3. Lacan e os surrealistas

            Lacan, esse freudiano radical, manteve uma freqüente troca com os surrealistas. Em seus Escritos cita escritores surrealistas como Breton, Crevel, Leiris, Quenau, Prévert[4]. Ele se serve de Prévert para mostrar como na sublimação trata-se de elevar o objeto à dignidade da Coisa. Prévert criara uma fileira de caixas de fósforo em torno de sua lareira. Lacan vai demonstrar que a banalidade desse objeto cotidiano mudará de status a partir do momento em que ele ganha relevo na mão do artista. Um objeto comum torna-se uma grande coisa[5]. O mesmo acontece com o ready-made A fonte, de Duchamp. Uma dignidade é dada a um urinol invertido. O abjeto transforma-se em objet d’art.

Durante a escrita de sua tese de doutorado  Da psicose paranóica em sua relações com a personalidade, Lacan foi um fiel leitor de Le surréalisme au Service de la Révolution, onde eram estudados os elos entre a paranóia e a criação poética[6].

Na ocasião de seu primeiro encontro com Salvador Dali, o pintor o recebeu com um esparadrapo na boca. Lacan adotou uma posição de aprendiz, onde escutou o doutrinamento do artista. O psicanalista, como Dali na ocasião, nunca está onde o paciente o espera...Posteriormente, Dali adota a tese de Lacan como um dos fundamentos de seu método paranóico-crítico. Esse método, foi definido como “um método espontâneo de conhecimento irracional baseado na associação crítico-interpretativa dos fenômenos  delirantes.[7]”. Aimée, as irmãs Pappin, esses estudos de caso presentes na tese de Lacan, se tornaram musas do surrealismo.

O ato do psicanalista, na medida em que ele se inscreve num não sabido, tem um parentesco com o horror, com algo da ordem do surreal, do cerne real embutido em todo sonho. Psicanálise e arte são campos que se perspassam, que dialogam. Ambos são atravessados pelo que acham no caminho, campos abertos à visita da surpresa e ao surgimento do humor.

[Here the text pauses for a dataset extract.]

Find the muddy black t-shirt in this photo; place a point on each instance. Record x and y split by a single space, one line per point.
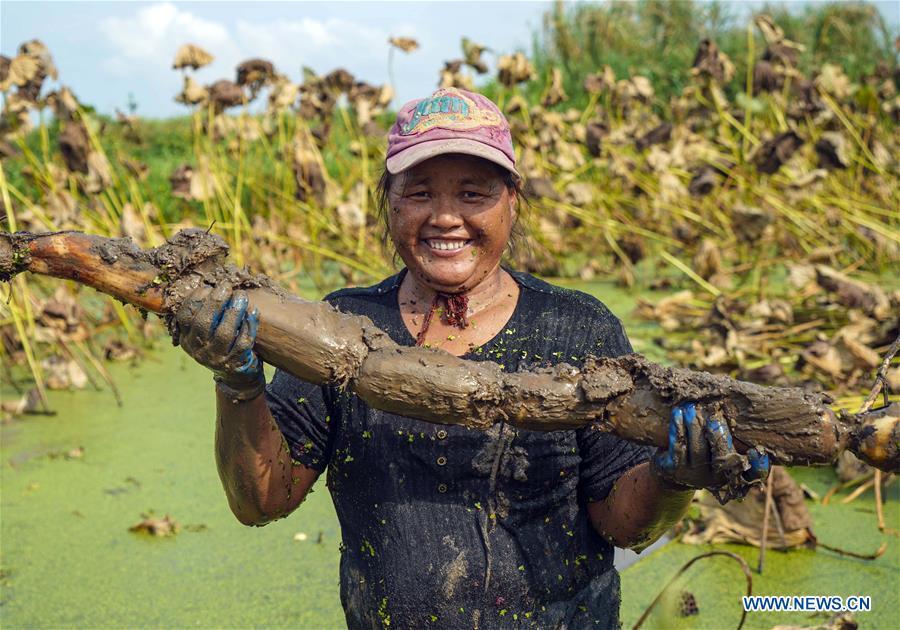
450 527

[1] KLINGSÖHR-LEROY, Cathrin. Surrealismo. Lisboa:Taschen, 2004, p. 6.
[2] JORGE, M.A.C. “Psicanálise e surrealismo”. Sexo e discurso em Freud e Lacan. Rio de Janeiro: Jorge Zahar, 1988, p.121.
[3] ibidem, p. 122.
[4] Ibidem, p.136.
[5] CRUXEN, O. A sublimação. Rio de Janeiro: Jorge Zahar, 2004
[6] JORGE, M. A.C. Ob. Cit., p. 137.
[7] Ibidem, p. 137.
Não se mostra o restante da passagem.